The reforms to be made are difficult and far from painless. They are not socially neutral and involve sacrifices. This is why it is not politically honest to ask the M5S to make them. They can be asked not to hinder them, but the burden of proposing and realizing it falls to the parties. Therefore, let the parties tell which reforms they consider fundamental and which can be implemented before returning to the vote.

On Firstonline, the list of reforms needed to bring Italy out of the crisis has been made many times. First of all, we must proceed with the reform of the electoral law (preferably the two-round majority), with the modification of the government system (French presidentialism), with the overcoming of the perfect bicameral system, with the reduction of the number of deputies and with the abolition of the financing party audience. Furthermore, the provinces must be abolished, the reform of the PA carried forward and that of the labor market completed. Lastly, the reform of justice, of schools and universities, must be started and the principle of standard costs must be introduced into the health care system. In short, we must make those reforms that involve structural changes and not new disbursements of money. Public spending must be reduced and retrained, not increased.

Political and institutional reforms must be accompanied by measures for development which, at least in part, we will have to negotiate in Europe (euro bonds, the unbundling of investments from the calculation of debt, etc.) and which will be all the more easily possible if it is clear to all that Italy is not abandoning the path of reforms taken by the Monti government. In short, what we need is shock therapy. And we need it now and not in a year. For this reason it is imperative that the parties find a way out, certainly also taking Grillo into account but without placing themselves in his hands.
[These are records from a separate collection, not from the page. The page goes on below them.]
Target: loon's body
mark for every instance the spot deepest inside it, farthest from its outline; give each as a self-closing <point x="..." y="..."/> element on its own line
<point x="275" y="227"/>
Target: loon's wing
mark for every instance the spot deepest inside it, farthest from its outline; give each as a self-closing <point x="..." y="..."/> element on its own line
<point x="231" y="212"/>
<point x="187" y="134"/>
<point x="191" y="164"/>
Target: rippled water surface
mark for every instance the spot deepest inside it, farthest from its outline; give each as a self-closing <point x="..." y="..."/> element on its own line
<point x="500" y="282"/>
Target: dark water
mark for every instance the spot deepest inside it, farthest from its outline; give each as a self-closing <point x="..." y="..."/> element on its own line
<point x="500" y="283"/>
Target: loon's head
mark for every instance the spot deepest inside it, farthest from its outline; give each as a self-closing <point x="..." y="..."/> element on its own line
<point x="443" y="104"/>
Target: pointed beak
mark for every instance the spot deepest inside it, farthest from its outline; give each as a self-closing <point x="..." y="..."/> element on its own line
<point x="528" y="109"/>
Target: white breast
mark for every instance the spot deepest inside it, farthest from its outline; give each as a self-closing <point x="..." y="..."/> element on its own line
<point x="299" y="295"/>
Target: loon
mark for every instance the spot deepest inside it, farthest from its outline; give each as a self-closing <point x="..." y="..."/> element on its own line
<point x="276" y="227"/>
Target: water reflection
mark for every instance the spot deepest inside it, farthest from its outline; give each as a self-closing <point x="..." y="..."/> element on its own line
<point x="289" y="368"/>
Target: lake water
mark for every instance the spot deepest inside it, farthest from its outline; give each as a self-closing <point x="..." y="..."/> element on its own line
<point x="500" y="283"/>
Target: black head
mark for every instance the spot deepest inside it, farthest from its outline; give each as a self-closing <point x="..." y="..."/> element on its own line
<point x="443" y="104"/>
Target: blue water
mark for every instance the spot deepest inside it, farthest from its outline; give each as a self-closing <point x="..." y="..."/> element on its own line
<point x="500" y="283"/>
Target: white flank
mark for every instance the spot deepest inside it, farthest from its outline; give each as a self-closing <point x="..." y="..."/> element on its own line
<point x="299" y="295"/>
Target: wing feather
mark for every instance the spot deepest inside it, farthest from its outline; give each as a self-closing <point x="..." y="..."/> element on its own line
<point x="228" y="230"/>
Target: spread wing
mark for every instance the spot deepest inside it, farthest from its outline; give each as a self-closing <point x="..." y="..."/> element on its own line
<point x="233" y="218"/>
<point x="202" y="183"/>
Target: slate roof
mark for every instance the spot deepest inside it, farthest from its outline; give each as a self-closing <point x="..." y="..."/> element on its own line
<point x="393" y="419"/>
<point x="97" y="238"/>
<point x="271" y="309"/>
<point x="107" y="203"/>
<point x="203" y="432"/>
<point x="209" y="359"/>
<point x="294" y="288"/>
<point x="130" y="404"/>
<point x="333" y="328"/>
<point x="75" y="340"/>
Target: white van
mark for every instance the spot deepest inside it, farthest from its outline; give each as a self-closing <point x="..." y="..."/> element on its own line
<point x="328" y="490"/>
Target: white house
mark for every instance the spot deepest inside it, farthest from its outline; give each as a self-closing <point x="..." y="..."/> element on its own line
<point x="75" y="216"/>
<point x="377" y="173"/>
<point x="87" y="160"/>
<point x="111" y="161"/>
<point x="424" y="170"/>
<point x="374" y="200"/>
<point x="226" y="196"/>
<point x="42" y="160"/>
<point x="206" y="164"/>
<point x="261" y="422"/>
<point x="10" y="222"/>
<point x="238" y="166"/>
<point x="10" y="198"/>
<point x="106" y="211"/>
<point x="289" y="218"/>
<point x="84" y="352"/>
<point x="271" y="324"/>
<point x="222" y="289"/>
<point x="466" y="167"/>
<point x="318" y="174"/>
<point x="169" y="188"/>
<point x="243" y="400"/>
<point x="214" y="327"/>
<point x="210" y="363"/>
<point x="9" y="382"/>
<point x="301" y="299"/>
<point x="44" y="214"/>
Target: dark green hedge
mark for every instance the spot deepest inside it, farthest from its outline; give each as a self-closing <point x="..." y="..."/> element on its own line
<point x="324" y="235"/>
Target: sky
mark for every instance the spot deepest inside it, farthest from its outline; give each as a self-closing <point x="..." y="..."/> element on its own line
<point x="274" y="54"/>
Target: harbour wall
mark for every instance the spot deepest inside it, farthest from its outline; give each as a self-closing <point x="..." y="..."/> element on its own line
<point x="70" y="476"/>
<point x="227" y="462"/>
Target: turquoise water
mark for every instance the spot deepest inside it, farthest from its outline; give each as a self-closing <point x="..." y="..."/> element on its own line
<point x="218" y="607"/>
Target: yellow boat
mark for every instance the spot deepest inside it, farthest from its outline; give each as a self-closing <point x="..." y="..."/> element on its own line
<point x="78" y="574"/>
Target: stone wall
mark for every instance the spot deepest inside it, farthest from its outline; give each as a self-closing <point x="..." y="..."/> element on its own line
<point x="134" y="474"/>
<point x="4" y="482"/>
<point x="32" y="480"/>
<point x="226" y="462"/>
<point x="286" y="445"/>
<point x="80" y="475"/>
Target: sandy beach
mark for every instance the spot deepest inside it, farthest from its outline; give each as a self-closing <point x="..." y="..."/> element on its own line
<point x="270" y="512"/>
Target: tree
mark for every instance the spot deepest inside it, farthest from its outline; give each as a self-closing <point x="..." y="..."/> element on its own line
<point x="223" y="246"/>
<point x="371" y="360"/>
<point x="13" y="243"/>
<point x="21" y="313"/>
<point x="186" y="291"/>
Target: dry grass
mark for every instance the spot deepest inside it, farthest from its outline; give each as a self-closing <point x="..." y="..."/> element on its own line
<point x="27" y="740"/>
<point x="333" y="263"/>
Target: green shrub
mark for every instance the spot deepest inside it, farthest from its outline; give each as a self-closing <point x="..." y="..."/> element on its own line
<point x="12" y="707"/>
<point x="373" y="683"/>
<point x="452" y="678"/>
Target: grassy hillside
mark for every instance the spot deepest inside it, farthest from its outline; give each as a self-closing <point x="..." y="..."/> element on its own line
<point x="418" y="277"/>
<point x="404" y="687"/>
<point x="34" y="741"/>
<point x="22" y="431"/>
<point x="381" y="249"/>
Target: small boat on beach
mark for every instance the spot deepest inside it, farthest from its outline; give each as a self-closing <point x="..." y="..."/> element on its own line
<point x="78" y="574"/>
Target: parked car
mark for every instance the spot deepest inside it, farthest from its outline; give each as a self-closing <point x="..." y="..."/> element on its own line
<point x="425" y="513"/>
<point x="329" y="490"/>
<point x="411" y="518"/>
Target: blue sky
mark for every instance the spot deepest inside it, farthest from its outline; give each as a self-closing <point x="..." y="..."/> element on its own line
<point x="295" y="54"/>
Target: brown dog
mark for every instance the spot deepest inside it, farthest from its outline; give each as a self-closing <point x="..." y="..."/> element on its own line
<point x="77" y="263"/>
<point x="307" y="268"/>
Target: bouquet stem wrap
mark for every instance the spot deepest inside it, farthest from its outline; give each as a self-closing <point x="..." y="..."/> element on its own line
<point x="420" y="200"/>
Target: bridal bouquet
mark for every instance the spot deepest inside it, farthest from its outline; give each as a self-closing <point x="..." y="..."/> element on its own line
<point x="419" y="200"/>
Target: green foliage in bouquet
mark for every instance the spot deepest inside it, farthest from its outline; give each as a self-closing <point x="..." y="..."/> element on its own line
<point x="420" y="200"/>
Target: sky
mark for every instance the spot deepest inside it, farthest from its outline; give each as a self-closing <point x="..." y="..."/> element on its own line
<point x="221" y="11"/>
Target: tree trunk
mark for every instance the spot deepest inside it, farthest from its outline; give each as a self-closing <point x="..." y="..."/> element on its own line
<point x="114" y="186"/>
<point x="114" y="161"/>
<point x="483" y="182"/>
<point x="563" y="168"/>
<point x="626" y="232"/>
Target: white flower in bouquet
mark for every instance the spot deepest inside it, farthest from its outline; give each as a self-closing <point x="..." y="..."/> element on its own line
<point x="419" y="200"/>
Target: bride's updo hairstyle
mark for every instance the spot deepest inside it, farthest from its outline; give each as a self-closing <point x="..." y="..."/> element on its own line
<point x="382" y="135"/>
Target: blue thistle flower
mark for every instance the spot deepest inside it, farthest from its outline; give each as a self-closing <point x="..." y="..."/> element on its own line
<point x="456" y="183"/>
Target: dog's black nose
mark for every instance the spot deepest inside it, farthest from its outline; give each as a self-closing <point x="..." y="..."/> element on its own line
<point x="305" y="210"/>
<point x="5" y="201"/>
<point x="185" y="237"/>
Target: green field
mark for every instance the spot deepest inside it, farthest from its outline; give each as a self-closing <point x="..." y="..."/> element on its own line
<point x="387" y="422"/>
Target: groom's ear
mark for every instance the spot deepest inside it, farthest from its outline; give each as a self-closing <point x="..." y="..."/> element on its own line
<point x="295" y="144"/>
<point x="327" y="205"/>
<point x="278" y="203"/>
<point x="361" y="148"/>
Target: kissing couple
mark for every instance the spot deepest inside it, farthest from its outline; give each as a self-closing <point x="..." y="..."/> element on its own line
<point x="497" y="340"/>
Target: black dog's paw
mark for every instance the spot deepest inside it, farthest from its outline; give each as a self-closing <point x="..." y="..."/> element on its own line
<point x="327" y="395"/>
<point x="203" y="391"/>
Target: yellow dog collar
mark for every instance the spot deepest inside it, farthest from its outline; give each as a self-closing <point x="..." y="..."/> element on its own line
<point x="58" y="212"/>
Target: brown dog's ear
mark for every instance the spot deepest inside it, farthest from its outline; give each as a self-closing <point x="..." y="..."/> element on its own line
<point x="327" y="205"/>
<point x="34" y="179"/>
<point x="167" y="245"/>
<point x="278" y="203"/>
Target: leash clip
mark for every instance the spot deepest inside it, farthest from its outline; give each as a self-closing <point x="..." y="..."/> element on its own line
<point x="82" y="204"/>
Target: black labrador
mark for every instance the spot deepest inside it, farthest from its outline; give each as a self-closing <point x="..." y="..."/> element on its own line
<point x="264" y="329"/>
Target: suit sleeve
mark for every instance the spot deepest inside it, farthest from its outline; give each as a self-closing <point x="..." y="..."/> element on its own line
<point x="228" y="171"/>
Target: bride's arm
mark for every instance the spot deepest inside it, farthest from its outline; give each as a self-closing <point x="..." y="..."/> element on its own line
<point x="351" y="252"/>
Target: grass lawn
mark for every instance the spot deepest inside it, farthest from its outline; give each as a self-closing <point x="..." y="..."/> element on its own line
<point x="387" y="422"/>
In his latest issue dedicated to Italy, the columnist of the Economist (strictly anonymous as is customary in that journal) observed that the basis of the Italian crisis are above all the Italian problems that the lack of reforms has corrupted. Europe can (and must) lend a hand, but it is up to the Italians to solve them. Whoever takes Monti's place will have to try to do so and it is unreasonable to think that this can be done without a jolt of national responsibility on the part of the main political forces (Pd and Pdl, above all). Today this seems impossible, but it is not. We Italians certainly don't lack the imagination to do it. Are we not the country of Moro who, in a no less dramatic contingency, devised and implemented the strategy of "parallel convergences" that no one knew exactly what he meant but that, in the end, it worked and save Italian democracy?